I have no issues with tests per se.
I think there are some genuine issues with SATs. They are narrow in focus (maths and English only).
The thing is that England, unlike some education systems, does not have a closely prescribed curriculum in general.
(In some countries, primary schools have to cover a fairly closely prescribed set scheme of work, year by year, term by term, based on state-mandated textbooks, and are required to spend a certain number of hours per week on each subject.)
When a country does not have a closely prescribed national curriculum and then introduces high-stakes tests (punishing schools who do not pass at a certain level), then what tends to happen is that "the tests themselves start to become the curriculum." So schools increasingly dump anything that they think will not appear on the tests. And when tests consist solely of maths and English, well, you can see what is going to happen to other subjects like history, geography, music, art, science and RE.
You could get round this problem by having a much more detailed and prescriptive curriculum including textbooks a la Finland/Japan/Singapore, and having a wider range of SATS that cover all major subjects.
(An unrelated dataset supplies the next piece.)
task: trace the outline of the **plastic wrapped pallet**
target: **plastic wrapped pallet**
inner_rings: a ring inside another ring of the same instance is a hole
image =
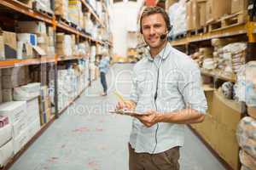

And if you did that, you could probably afford to stop making the tests so high-stakes and punitive for schools, because you could feel a bit more confident that teachers are (roughly) following the curriculum that you want them to, so there would be less need to threaten and punish schools and teachers.
Honestly though, can you imagine the reactions of most English/Scottish teaching unions if governments proposed any of this (textbooks, more govt control over curriculum, a larger number of SAT tests that kids have to sit)? I think it would be wildly unpopular.
Just "remove the tests and do nothing else" is not working in Scotland. But if an education system does not want a high-stakes test-and-punish system, then schools need to be OK with having alternative kinds of government controls instead, like Japan and Finland etc. do. I see no political appetite for this.